Volume VIII. The Age of Dryden.

XIII. Legal Literature

§ 4. Complications Introduced by the Norman Conquest

The Norman conquest, however, led to complications. The administration of the English law fell into the hands of persons, mainly clerics, who were ignorant not merely of the law itself, but even of the language in which it was promulgated. The English people clamoured for Laga Eadwardi, that is, for the law as it had been observed during the reign of the Confessor. The Normans, for their part—those who were rulers, by means of formal inquests, and private persons, from such sources as were available—made sincere efforts to find out what Laga Eadwardi was, and to render it accessible to the clerical mind through the medium of Latin translations. The works that resulted mark the third period of the history of legal literature in England (1066–1166). The most important among such of them as have survived to the present time are Rectitudines Singularum Personarum, Leges Willelmi I (also in a French version Les Leis Williame), Liber Quadripartitus, Leges Henrici I, and the late Norman and half apocryphal Leges Edwardi Confessoris.
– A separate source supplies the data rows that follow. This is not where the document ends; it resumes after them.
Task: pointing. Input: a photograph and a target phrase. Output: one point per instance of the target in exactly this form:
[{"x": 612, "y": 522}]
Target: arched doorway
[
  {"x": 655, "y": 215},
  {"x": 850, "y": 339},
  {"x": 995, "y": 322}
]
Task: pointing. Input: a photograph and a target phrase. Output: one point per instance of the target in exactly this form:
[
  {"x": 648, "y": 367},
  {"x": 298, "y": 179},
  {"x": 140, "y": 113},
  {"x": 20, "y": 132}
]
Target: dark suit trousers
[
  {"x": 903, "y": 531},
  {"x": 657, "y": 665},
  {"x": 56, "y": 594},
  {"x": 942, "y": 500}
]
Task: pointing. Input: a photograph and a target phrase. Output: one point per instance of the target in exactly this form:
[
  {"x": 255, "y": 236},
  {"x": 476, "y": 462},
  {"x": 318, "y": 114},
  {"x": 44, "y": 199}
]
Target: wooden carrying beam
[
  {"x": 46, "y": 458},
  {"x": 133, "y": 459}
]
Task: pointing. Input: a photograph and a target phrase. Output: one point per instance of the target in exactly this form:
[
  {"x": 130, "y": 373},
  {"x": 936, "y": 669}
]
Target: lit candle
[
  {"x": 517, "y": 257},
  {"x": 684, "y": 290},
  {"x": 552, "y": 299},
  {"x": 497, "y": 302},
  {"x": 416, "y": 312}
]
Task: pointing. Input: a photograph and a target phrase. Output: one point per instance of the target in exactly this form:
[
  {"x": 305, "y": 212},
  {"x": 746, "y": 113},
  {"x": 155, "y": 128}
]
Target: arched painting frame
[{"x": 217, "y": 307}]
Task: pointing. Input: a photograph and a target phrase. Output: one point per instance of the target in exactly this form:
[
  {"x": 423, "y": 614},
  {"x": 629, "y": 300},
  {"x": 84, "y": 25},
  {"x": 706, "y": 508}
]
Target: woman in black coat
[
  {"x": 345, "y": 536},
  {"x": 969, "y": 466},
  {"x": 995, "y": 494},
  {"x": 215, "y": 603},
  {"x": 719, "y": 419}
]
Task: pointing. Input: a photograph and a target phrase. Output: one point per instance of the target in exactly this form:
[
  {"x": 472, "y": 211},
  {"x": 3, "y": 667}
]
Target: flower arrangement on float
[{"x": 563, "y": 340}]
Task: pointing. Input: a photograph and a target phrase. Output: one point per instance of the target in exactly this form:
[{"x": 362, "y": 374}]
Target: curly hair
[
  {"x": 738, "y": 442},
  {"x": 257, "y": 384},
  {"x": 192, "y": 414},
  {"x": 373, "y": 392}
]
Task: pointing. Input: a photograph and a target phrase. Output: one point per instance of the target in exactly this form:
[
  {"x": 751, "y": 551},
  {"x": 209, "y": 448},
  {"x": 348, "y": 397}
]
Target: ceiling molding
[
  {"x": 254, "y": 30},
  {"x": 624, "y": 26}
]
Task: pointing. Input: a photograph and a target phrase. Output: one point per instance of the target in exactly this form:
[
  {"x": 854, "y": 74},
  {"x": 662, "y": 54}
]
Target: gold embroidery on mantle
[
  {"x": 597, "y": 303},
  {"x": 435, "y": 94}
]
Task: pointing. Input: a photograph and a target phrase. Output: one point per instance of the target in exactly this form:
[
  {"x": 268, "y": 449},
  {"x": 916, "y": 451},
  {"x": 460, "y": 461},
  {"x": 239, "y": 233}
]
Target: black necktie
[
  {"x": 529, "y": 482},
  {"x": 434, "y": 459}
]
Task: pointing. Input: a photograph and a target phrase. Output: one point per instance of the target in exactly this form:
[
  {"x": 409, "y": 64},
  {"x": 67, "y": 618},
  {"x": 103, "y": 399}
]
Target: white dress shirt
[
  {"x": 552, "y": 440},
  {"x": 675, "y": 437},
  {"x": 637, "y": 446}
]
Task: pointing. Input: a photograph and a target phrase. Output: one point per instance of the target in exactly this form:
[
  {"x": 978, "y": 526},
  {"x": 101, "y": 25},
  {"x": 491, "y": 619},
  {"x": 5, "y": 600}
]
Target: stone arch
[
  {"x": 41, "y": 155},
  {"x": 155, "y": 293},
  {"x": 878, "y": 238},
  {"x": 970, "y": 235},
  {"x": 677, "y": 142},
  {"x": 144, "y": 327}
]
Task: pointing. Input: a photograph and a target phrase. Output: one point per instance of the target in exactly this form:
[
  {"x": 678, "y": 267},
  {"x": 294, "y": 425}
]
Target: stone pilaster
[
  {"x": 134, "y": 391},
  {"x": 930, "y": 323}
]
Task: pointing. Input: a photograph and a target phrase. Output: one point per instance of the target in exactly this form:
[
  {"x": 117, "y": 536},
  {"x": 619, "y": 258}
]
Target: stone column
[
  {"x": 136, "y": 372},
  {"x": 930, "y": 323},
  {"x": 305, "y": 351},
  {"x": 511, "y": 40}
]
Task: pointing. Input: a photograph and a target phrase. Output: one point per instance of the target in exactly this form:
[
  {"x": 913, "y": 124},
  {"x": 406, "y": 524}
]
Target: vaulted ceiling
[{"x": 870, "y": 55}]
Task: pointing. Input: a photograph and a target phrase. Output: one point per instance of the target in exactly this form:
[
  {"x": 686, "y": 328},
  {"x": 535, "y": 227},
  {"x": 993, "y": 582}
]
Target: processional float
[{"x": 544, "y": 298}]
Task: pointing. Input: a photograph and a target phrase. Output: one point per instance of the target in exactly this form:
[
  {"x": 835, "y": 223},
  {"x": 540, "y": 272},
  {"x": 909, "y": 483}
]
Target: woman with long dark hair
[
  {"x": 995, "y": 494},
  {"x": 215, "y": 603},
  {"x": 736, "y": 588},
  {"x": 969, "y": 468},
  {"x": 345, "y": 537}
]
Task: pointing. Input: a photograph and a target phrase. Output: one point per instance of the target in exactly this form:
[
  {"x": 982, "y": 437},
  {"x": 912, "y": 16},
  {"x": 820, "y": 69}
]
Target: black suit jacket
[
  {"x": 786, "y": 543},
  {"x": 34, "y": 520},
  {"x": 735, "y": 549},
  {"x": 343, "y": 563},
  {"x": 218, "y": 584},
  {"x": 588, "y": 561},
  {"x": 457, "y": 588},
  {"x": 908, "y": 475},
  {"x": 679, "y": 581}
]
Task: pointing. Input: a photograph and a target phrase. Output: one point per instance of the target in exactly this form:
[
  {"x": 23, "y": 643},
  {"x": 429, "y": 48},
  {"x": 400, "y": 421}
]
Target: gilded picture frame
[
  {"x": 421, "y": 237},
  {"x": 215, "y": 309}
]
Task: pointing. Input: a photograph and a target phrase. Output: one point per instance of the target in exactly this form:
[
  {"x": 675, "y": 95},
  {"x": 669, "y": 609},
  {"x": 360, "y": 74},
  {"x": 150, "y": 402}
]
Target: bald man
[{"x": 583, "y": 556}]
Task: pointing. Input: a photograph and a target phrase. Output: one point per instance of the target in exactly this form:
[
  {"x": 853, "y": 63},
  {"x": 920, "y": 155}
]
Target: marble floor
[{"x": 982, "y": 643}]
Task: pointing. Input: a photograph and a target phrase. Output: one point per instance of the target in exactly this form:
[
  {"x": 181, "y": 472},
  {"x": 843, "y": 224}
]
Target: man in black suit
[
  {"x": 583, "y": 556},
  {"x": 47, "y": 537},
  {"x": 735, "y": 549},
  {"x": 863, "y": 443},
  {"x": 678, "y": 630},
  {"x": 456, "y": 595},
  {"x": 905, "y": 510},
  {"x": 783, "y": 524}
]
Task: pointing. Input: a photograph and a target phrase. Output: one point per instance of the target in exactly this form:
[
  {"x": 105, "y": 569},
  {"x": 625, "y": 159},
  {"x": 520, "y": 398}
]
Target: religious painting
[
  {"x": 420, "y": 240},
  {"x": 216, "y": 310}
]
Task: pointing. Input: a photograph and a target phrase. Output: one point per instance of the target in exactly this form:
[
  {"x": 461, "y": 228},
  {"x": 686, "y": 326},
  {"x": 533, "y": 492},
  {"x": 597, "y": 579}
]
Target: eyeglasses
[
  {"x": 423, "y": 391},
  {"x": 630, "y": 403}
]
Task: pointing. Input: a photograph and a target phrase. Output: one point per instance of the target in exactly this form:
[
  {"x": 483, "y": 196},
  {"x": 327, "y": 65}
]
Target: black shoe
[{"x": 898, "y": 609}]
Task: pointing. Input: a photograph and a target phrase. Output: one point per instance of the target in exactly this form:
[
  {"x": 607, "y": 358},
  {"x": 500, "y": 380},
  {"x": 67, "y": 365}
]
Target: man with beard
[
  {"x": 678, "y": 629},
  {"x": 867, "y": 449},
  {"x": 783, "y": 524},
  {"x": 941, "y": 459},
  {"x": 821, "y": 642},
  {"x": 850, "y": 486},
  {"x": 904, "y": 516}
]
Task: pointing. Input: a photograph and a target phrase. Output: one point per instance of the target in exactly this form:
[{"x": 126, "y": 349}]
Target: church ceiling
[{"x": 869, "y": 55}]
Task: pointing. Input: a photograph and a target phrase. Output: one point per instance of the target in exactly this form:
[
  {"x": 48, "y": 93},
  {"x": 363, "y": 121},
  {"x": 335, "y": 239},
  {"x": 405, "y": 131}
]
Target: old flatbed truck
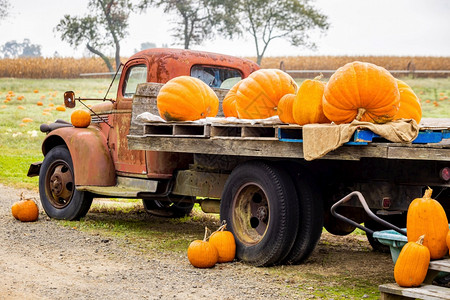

The main fact which emerges from these compilations is that, during the century which followed the Norman conquest, there was no common law in England. “The division of the law of England is threefold,” say Leges Henrici; “there is the law of Wessex, the law of Mercia, and the Danelaw.” It was the task of the Angevins, and especially of Henry II, not only to weld the peoples of England together and to amalgamate the institutions of conquerors and conquered, but, also, to create the common law.